“La línea recta es la distancia más corta entre dos puntos”. Este axioma debe ser, cuanto menos, matizado desde la física de la relatividad y la mecánica cuántica. Esta relatividad ya la conocíamos aplicada a los caminos del hombre: no siempre se llega antes cuando se toma un atajo.
Hay quien ha escrito sobre “los renglones torcidos de Dios”: Él sabe escribir recto con renglones torcidos; entre otras cosas, porque es la forma de poder compaginar su libertad todopoderosa con la libertad del hombre.
Este es el tema que nos propone como reflexión la jornada que ayer, y también hoy, celebra nuestra tradición secular: la santidad.
Ya nos decía Aristóteles que todos los seres humanos buscan la felicidad, en lo que no se ponen de acuerdo es en el modo de conseguirla, en el método adecuado para adquirirla. La santidad es, precisamente, el método principal que nos propone la tradición cristiana; es verdad que, proponiéndolo, pone un poco en duda la misma afirmación de Aristóteles.
El camino a la felicidad no es una línea recta: esta es la esencia de la santidad; pasa por el otro, por la búsqueda de la felicidad del otro: solo entonces llega, como fruto maduro, la propia felicidad.

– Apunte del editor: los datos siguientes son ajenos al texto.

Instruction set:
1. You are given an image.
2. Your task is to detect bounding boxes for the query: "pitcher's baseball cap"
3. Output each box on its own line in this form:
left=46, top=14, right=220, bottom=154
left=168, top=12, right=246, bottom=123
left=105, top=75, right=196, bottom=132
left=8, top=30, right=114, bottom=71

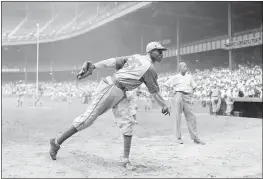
left=146, top=41, right=167, bottom=53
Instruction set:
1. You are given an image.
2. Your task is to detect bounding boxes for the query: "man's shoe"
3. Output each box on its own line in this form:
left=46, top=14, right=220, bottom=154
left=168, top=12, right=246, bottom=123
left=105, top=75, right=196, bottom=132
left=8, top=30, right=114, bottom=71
left=123, top=159, right=136, bottom=171
left=49, top=138, right=60, bottom=160
left=194, top=139, right=206, bottom=145
left=176, top=138, right=183, bottom=144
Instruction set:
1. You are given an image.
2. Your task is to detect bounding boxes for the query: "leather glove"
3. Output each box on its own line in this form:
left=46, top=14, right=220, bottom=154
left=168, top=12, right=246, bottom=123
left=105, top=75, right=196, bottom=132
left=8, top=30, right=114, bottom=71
left=162, top=106, right=170, bottom=116
left=76, top=61, right=95, bottom=80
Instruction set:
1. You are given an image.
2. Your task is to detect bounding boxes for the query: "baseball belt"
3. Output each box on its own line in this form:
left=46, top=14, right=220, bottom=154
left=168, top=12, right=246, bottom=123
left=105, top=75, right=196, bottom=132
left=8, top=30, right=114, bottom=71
left=176, top=91, right=191, bottom=95
left=103, top=76, right=128, bottom=92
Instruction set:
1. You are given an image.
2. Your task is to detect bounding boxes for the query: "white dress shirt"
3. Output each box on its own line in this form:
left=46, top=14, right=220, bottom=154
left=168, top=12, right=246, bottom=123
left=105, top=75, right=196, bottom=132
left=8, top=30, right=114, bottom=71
left=164, top=73, right=197, bottom=94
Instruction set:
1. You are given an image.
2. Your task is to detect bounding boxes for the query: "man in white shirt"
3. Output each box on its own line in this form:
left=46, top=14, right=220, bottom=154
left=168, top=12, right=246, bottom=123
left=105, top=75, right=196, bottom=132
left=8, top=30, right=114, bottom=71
left=164, top=62, right=205, bottom=145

Desde una perspectiva más directamente cristiana, la santidad nos dice que la propia felicidad pasa por la búsqueda de la gloria de Dios, de su voluntad.
Creo que, cuando se busca la felicidad propia para poder así cumplir la voluntad de Dios, el camino yerra. En cambio, cuando se busca primero la gloria de Dios –“el Reino de Dios y su justicia, decía Jesús”– lo demás llega por añadidura.
Cuando alguien se busca a sí mismo, por encima de todo, acaba encontrando no otra cosa que a él mismo, y esta soledad última es un muro frente a la felicidad.
Pienso que este ha sido uno de los dramas de la modernidad: convertir en línea recta lo que es más complejo, buscar al individuo por encima de todo, pretender como horizonte supremo de la vida el propio bienestar. Para conseguir el fruto es necesario cuidar la planta. Ha sido la victoria del capitalismo en todos los órdenes de la vida, también en el moral: buscar el propio beneficio es lo mejor para la sociedad.
La vida rápida y fácil que nos proporciona la técnica nos ha hecho pensar que los caminos del hombre también son fáciles, que la ruta de la felicidad es también rápida y simple.
Otros son los caminos que el hombre intuye en los mecanismos del espíritu. La senda que nos propone la santidad no es otra que la dinámica del amor: salir al otro para ser yo mismo, buscar su rostro para poder reconocerme, construir su felicidad para hallar mi propio gozo. Nos lo dijo el gran maestro de Nazaret: “Quien quiera salvar su vida, la perderá; quien la pierda por mí y por el evangelio, la encontrará”. Él mismo vivió en propia carne el camino que propuso: “No hay mayor amor que dar la vida por los amigos; vosotros sois mis amigos”. Hablaba de esta amistad unas horas antes de ser levantado en la cruz.
Cuando este maestro comenzó a predicar, en las laderas de un monte de Galilea, sus primeras palabras fueron para los últimos y no se cansó de repetir, hasta ocho veces, “felices vosotros”, bienaventurados. Él vino a responder al gran Aristóteles, también a Moisés y a todos los profetas: ofreció un camino de dicha que vivió hasta la entrega de la propia vida.
Santos son aquellos que se han olvidado de sí y han buscado a Dios por encima de todo; esta búsqueda les ha llevado al hermano: solo entonces han encontrado la clave de sus propias vidas.